This is the time of year when our thoughts turn to love and romance. Whether you feel like celebrating Saint Valentine as a legitimate holiday, or scoff at the idea, there is no denying that the relationships humans hold with animals are very real. The science of the love of animals is an interesting topic, and here at Vaughn Road Veterinary Clinic, we couldn’t think of a better time to dive into it.
If you are reading this, chances are that you are among the crowd that knows how happy a pet can make a person. This isn’t just all speculation, though. Turns out, the science of the love of animals is very real.
The Research Center for Human-Animal Interaction at the University of Missouri College of Veterinary Medicine have shown that interacting with animals can release oxytocin in our bodies. Oxytocin is the hormone that helps us feel happy and bonded with one another and, apparently, our pets as well.
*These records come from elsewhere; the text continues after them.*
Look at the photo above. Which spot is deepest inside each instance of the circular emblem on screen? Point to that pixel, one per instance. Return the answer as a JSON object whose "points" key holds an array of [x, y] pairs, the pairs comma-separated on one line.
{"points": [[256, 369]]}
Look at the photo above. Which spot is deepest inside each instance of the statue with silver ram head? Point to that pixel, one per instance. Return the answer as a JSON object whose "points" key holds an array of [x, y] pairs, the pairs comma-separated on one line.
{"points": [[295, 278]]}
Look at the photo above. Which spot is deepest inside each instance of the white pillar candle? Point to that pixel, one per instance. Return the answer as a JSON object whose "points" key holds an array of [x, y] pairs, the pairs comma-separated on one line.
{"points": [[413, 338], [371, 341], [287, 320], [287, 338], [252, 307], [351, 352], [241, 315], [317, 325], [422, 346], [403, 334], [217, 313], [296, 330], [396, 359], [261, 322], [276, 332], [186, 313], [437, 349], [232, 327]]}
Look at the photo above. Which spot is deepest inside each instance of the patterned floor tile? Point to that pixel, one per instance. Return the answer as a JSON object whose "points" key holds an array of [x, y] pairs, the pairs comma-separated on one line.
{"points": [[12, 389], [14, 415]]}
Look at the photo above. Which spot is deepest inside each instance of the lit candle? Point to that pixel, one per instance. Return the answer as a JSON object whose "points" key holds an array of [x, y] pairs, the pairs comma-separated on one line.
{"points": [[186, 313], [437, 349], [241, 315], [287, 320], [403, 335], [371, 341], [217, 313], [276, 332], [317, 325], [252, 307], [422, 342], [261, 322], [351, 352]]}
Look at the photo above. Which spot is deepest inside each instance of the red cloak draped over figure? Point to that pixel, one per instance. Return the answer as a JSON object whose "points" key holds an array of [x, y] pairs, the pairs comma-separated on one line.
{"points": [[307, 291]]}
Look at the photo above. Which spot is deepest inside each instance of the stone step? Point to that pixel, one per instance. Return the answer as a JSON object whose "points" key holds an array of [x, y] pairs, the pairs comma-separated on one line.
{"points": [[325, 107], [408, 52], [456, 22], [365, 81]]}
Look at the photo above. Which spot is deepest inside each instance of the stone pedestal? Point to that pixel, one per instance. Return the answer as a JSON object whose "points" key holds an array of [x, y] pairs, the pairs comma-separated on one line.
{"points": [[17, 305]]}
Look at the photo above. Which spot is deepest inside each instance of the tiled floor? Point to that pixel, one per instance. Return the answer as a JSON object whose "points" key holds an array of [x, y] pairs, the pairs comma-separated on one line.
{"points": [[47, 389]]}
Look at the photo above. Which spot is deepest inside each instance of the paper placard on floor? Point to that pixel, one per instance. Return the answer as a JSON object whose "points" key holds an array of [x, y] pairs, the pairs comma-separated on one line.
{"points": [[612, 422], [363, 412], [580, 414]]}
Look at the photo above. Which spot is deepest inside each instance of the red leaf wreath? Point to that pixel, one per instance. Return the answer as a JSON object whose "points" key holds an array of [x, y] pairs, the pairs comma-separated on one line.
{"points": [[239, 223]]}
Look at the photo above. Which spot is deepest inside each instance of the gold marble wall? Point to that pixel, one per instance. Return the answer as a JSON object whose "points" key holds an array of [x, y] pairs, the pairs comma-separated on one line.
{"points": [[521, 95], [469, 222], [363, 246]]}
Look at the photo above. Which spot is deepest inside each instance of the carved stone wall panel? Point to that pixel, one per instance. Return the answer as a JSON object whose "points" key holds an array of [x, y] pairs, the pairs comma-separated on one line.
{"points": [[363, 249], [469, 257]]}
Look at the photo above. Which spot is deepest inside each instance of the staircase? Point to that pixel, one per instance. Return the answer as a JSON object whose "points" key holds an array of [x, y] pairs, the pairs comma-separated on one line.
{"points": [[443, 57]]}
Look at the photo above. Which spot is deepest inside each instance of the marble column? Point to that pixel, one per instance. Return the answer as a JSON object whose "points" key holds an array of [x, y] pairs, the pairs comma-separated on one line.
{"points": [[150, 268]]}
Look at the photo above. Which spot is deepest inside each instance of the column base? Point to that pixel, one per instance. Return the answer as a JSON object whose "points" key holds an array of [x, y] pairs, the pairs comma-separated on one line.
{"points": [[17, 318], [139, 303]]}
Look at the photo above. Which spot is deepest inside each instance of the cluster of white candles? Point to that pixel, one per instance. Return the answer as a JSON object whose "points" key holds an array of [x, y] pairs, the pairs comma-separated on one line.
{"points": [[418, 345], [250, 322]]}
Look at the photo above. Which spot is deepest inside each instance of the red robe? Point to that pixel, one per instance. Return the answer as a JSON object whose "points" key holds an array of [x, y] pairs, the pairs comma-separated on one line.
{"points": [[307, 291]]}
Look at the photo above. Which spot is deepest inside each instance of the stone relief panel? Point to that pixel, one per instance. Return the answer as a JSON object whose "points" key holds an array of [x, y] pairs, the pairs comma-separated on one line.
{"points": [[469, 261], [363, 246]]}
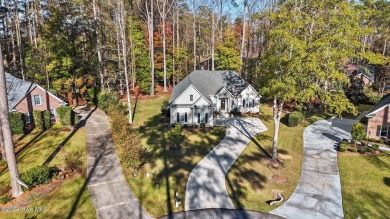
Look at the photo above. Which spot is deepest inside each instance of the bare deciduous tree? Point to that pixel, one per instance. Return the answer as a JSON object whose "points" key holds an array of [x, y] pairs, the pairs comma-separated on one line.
{"points": [[7, 134]]}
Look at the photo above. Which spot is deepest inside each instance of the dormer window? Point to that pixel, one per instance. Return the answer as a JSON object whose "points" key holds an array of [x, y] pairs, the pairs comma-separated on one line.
{"points": [[37, 100]]}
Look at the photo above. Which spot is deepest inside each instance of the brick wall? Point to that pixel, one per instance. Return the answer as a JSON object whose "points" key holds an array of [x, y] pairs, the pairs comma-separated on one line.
{"points": [[382, 118], [27, 104]]}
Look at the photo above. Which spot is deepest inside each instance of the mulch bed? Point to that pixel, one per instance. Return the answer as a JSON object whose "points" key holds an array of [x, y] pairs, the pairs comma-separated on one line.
{"points": [[279, 179]]}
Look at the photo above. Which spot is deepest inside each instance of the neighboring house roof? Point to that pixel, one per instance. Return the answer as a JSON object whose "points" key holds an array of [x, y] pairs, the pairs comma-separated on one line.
{"points": [[367, 71], [209, 83], [385, 101], [17, 89]]}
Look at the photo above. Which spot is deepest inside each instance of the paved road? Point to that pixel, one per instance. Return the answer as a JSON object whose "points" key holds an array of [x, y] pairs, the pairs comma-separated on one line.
{"points": [[106, 183], [318, 194], [218, 213], [206, 184]]}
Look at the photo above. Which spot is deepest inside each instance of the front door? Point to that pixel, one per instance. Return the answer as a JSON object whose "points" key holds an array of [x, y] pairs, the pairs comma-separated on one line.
{"points": [[223, 104]]}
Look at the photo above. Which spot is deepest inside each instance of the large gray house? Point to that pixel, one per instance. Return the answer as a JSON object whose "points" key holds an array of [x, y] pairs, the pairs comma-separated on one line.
{"points": [[197, 96]]}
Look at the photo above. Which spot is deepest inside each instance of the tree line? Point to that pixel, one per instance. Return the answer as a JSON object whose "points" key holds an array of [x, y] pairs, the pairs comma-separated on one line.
{"points": [[292, 51]]}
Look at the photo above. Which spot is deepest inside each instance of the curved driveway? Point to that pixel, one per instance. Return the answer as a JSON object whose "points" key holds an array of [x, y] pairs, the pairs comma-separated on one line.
{"points": [[206, 184], [318, 194], [106, 183]]}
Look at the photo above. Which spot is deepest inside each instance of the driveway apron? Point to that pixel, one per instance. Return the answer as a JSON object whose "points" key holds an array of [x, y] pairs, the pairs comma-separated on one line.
{"points": [[318, 194], [206, 183]]}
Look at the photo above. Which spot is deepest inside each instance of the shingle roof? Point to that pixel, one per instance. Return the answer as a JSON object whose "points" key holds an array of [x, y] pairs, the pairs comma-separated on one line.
{"points": [[382, 103], [210, 83], [17, 89]]}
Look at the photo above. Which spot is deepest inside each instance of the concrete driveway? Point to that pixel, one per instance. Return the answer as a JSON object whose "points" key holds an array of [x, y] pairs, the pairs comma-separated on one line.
{"points": [[318, 194], [206, 183], [107, 186]]}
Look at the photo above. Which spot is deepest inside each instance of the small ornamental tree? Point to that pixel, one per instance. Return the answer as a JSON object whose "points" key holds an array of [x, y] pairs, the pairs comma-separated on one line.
{"points": [[176, 135], [358, 132]]}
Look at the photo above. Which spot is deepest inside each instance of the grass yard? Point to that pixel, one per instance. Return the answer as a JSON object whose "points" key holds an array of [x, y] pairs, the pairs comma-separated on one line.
{"points": [[360, 108], [168, 169], [249, 181], [365, 185], [69, 199], [146, 108]]}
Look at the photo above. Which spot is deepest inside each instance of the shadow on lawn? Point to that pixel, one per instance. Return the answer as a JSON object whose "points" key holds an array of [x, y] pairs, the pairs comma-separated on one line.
{"points": [[177, 164], [377, 206]]}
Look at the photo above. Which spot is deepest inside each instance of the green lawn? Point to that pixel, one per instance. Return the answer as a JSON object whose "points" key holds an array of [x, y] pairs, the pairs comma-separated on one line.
{"points": [[249, 181], [72, 197], [168, 169], [147, 108], [365, 185]]}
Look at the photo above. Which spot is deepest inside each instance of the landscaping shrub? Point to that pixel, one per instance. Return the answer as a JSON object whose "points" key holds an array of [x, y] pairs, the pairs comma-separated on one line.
{"points": [[358, 132], [38, 120], [64, 113], [2, 162], [175, 135], [57, 126], [36, 176], [16, 121], [67, 116], [107, 99], [343, 147], [235, 112], [46, 119], [5, 199], [164, 108], [363, 150], [295, 118], [73, 161]]}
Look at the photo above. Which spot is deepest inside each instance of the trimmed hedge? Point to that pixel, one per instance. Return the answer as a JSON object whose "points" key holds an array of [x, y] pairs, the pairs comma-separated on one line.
{"points": [[16, 121], [295, 118], [38, 120]]}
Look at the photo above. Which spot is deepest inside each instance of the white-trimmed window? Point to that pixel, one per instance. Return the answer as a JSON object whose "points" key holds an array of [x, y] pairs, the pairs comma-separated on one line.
{"points": [[250, 102], [383, 131], [53, 114], [181, 117], [37, 100], [27, 118]]}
Having a bond with an animal can lead to real benefits. Researchers studying the human-animal bond have shown that people who interact with animals have:
- Lower blood pressure
- Less anxiety
- Decreased stress levels
- Lower rates of clinical depression
- Better overall cardiovascular health
Real Relationships and the Science of Love of Animals
There are so many ways that humans might interact with animals. Several people depend on pets of a variety of species as therapy animals. Pets have been shown to help humans deal with a certain conditions, including post-traumatic stress disorder, autism, and Alzheimer’s disease.
Senior citizens may experience better cognitive function when they have interactions with animals, and children benefit in the form of mental development, decreased allergies, and a better sense of empathy.
Then, of course, there are actual service animals who may help their owners navigate obstacles, such as vision- or hearing-impairment, seizure disorders, and anxiety.
Pets provide many things for the people who care for them. Many of the benefits we reap from our animal friends stem from:
- A source of unconditional love
- A sense of responsibility for another living being
- Their uncanny ability to detect our feelings
- A sense of connection to something beyond ourselves
Pet therapy is a very real thing, and is now accepted by the medical community when it comes to keeping people healthy and happy. The science of the love of animals is an important part of well-being for our pets and for us.
So, when it comes to Valentine’s Day this year, you might consider choosing a four-legged Valentine instead of a two-legged one. They give the best kisses anyway!